12/03/2025
Housing analyst Melody Wright has warned of a significant U.S. housing market correction that could be "worse than 2008," predicting national median home prices may eventually fall by up to 50% to realign with stagnant median household incomes (around $78,000 as of recent data). She anticipates 2025 as the first year of flat to slightly declining national prices, with a more severe bust unfolding in 2026-2027, driven by rising inventory, weakening demand, and investor pullbacks from unprofitable properties. Wright cites Zillow data showing 53% of U.S. homes have lost value over the past 12 months (as of October 2025, the highest share since 2012), particularly in Sunbelt and Southern markets that saw pandemic-era surges. She argues this "contagion" of distressed selling could force government intervention as a buyer of last resort and raises concerns about the quality of investor-flipped homes flooding the market.

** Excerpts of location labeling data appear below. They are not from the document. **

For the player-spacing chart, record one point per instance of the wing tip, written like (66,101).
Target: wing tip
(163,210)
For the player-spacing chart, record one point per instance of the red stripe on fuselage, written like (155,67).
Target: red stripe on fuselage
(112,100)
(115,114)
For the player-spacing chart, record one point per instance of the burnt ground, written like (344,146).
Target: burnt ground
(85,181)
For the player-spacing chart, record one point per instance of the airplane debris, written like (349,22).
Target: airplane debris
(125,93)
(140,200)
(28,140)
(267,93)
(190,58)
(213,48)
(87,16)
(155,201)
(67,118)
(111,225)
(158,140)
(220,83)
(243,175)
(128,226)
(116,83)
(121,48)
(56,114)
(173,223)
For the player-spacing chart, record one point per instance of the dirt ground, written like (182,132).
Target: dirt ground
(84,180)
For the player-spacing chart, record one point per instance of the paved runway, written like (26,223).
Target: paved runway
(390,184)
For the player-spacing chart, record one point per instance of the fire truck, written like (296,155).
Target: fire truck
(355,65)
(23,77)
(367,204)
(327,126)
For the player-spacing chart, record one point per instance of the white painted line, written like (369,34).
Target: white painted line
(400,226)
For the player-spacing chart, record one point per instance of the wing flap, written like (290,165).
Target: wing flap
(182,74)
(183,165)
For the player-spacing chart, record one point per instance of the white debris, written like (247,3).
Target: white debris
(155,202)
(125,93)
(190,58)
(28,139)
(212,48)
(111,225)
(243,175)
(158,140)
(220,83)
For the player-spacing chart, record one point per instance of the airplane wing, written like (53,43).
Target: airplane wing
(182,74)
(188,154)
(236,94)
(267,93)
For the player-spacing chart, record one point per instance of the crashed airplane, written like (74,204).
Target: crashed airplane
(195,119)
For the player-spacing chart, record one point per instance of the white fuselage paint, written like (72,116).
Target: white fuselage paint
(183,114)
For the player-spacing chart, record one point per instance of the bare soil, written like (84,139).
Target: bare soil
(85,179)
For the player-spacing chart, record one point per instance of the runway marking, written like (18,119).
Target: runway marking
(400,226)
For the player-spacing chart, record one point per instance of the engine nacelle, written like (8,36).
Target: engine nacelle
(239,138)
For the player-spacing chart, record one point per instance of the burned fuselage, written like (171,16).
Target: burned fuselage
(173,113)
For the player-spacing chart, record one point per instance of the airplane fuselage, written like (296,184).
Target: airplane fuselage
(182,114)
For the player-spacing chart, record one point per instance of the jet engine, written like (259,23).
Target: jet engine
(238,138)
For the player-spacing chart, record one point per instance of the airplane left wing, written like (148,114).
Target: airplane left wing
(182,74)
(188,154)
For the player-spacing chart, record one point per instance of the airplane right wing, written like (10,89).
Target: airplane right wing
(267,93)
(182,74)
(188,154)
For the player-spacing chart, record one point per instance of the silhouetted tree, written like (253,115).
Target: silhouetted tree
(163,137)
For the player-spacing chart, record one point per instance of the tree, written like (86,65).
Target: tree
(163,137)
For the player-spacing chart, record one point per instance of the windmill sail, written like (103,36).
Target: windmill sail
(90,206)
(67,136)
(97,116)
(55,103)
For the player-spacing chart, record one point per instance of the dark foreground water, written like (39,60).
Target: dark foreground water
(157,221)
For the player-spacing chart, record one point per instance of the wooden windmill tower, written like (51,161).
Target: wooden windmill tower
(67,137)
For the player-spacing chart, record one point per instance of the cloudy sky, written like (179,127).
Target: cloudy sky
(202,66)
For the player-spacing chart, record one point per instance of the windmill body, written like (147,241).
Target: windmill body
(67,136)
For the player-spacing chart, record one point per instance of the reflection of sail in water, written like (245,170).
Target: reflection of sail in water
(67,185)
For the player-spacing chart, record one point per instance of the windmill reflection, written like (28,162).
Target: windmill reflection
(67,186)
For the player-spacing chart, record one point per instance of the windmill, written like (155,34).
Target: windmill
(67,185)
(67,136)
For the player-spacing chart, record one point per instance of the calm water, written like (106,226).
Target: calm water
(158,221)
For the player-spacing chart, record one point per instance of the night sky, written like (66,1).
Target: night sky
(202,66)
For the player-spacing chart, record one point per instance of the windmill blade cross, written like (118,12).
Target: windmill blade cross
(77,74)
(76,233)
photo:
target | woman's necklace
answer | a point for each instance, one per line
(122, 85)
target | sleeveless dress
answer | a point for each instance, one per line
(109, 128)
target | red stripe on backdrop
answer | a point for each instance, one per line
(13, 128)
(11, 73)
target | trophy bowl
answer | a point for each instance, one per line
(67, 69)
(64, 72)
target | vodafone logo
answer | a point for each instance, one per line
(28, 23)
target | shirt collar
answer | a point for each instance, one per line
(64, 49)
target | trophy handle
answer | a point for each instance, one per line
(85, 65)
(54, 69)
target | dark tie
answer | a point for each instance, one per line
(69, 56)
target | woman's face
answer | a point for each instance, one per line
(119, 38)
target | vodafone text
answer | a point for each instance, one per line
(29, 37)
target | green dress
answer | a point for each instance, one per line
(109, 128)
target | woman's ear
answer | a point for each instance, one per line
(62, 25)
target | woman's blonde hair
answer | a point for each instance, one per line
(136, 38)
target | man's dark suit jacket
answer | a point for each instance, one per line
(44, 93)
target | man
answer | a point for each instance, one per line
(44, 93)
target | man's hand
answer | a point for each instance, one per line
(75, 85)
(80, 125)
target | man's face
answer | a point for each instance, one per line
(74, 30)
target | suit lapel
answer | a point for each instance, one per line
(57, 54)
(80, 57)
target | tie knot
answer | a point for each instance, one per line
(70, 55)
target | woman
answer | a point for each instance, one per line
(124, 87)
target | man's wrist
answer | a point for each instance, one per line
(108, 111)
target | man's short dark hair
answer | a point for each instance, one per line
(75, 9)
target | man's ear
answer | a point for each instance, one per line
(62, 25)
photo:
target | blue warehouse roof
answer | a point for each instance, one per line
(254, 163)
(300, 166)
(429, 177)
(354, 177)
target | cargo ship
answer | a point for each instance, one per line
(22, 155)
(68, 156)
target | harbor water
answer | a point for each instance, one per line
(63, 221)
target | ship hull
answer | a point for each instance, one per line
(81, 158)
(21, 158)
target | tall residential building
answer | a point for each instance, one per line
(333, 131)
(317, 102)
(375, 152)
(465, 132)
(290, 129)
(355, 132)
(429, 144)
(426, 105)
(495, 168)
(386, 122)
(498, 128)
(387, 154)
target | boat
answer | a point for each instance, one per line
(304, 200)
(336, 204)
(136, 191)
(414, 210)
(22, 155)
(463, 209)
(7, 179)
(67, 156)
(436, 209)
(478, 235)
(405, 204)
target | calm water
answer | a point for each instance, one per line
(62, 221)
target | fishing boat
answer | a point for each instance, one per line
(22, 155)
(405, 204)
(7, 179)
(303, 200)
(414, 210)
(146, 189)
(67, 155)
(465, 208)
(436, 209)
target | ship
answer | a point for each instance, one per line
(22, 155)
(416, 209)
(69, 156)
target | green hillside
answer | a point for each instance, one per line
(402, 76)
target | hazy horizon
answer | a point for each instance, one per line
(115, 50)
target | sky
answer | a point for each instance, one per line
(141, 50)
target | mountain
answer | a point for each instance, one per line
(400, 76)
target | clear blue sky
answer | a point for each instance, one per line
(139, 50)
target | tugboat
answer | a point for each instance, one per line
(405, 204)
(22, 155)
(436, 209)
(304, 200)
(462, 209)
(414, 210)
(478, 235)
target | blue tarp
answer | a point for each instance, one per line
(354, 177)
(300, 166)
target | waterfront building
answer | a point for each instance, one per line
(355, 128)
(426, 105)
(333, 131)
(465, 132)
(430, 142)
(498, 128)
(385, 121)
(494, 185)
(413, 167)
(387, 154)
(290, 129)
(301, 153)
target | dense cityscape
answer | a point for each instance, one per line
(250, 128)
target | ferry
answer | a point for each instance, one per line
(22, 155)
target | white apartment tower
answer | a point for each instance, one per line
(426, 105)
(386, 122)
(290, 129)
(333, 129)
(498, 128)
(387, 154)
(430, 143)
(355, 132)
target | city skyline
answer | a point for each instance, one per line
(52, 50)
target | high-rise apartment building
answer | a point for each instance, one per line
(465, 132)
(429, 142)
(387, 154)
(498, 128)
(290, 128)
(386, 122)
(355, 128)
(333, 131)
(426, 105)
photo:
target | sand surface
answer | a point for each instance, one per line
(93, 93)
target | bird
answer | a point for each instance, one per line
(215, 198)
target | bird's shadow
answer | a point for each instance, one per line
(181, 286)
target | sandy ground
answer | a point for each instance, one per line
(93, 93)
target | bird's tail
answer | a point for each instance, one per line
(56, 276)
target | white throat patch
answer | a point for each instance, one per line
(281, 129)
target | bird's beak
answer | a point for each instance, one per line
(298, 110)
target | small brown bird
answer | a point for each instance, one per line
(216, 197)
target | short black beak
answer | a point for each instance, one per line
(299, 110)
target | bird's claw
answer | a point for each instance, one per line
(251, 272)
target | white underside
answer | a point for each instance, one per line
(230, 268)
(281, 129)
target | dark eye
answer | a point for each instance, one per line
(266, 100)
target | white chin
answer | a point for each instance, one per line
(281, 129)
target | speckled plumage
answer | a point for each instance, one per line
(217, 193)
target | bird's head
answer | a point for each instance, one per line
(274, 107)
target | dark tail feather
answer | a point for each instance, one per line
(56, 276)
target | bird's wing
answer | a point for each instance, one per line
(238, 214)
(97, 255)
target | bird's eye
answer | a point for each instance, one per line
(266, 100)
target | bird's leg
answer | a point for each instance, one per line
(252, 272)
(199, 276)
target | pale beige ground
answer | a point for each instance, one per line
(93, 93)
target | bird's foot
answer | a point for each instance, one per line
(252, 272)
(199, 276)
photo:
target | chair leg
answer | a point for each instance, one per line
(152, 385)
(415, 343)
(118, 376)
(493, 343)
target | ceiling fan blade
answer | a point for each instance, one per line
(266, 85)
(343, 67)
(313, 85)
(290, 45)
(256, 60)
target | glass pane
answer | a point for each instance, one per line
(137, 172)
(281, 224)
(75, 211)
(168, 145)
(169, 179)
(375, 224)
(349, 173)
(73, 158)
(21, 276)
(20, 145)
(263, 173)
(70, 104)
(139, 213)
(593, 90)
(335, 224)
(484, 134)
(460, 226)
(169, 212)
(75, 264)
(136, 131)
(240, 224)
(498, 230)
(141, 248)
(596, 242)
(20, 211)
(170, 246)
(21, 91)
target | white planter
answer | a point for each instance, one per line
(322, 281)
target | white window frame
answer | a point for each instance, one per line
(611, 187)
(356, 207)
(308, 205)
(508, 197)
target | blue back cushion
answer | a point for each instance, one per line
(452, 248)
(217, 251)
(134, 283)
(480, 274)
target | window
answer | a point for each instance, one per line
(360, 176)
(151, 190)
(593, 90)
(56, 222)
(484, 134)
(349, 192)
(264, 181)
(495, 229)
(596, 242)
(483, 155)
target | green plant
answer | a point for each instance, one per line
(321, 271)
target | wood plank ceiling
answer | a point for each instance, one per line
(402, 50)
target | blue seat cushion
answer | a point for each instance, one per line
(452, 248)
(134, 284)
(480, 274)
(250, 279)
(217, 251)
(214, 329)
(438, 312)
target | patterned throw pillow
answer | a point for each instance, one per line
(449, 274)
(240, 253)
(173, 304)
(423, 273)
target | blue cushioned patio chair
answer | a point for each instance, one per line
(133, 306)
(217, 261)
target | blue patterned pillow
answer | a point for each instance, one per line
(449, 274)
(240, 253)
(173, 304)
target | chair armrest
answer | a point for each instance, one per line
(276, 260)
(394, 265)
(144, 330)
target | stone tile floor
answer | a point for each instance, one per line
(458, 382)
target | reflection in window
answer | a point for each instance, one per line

However, national metrics show resilience: the median home price rose modestly in 2024 (e.g., 3.4% year-over-year in October 2024 compared to 2023, per CoreLogic) and continued upward trends into 2025 (2.2% year-over-year from Q3 2024 to Q3 2025, per FHFA). Overall home prices have increased about 54.9% nationwide from Q1 2020 to Q1 2025, with sales volumes rebounding late in 2024 (up 4.8% in October and 7.2% in November). Wright's view is contrarian; most experts, including those from J.P. Morgan, Forbes, and Ramsey Solutions, do not foresee a crash or major correction in 2025-2030, citing persistent low inventory, steady demand from demographics like millennials, and limited supply as buffers against sharp declines. They predict subdued growth of 3% or less annually, with potential for more activity if mortgage rates fall further, though affordability challenges persist amid rising rents and homelessness. Some analysts, like Nick Gerli, highlight long-term shifts such as an aging population increasing deaths over births by 2033, which could add inventory and pressure prices downward over time.